I learned A LOT on this walk, even though it was only 34km in the end.  My new knowledge includes:

  • Running is obviously harder on your body in some ways, but I was in a lot more pain walking!  My feet, hips, lower back and glutes were basically screaming at me after about 20km, they were not happy.  That doesn't seem to happen when I am run/walking and I think it's because a lot of running uses elasticity whereas walking is solid effort.  
  • I don't get hungry when I'm going long distance.  I'd noticed this last week when I was reflecting on my bonking episode, so I was hyper-aware of watching for it and I didn't feel hungry at all throughout.  I did stop twice within the park for two-ingredient cookie breaks and I did feel far better after them.  Therefore, I just have to make sure I stop every hour or so and eat something without waiting to feel hungry.
  • Speaking of two-ingredient cookies, apart from being a bit melty, they are PERFECT on-the-go fuel.  The banana is sugary enough to give me instant energy, and the oats give me more medium energy.  I might experiment with adding some coconut - I think with coconut they would be even better as that would give me some fats to add to the carbs.  
  • It's really hard to start running half way through a walk - I tested a couple of mid-walk runs on downhills, and my ankles nearly staged a revolt.  They simply would not have it.  That doesn't happen when I start off with a run or a run/walk alternating, so I'm much better off run/walk alternating so that I have the choice to run if I want!

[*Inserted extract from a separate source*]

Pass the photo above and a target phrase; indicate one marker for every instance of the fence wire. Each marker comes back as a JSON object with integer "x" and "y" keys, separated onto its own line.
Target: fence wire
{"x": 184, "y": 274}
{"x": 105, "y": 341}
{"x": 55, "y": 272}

  • If you don't like a song a LOT before you take it on a six-hour walk, you will really really really hate it by the end of it.  I just put my iPhone on shuffle for all my songs but it seemed to get stuck on repeating about twenty 80s and 90s rock (hello Bon Jovi, Bryan Adams and the Goo Goo Dolls ...).  I'm definitely making a better playlist for next week; if I never hear Bryan Adams' 18 Til I Die ever again it will be too soon.
Having said that, since I didn't make the full distance, I'm going to repeat it all again next week to try and understand the distance and get to grips with it.  I'd rather do some more hills running, but Richmond works out well for me because of the loos and the cafes (I also want to test out running after eating soup as part of my nutrition, because I know that soup is on offer at the feed stations on the challenge and it seems like something that I'd be able to wrap myself around even if I wasn't that hungry).  Luckily it's a bank holiday weekend so I have lots of lovely time to spend walking and/or running, although I've got to fit in a few social plans as well.  Hopefully I will get to improve my squiggly map!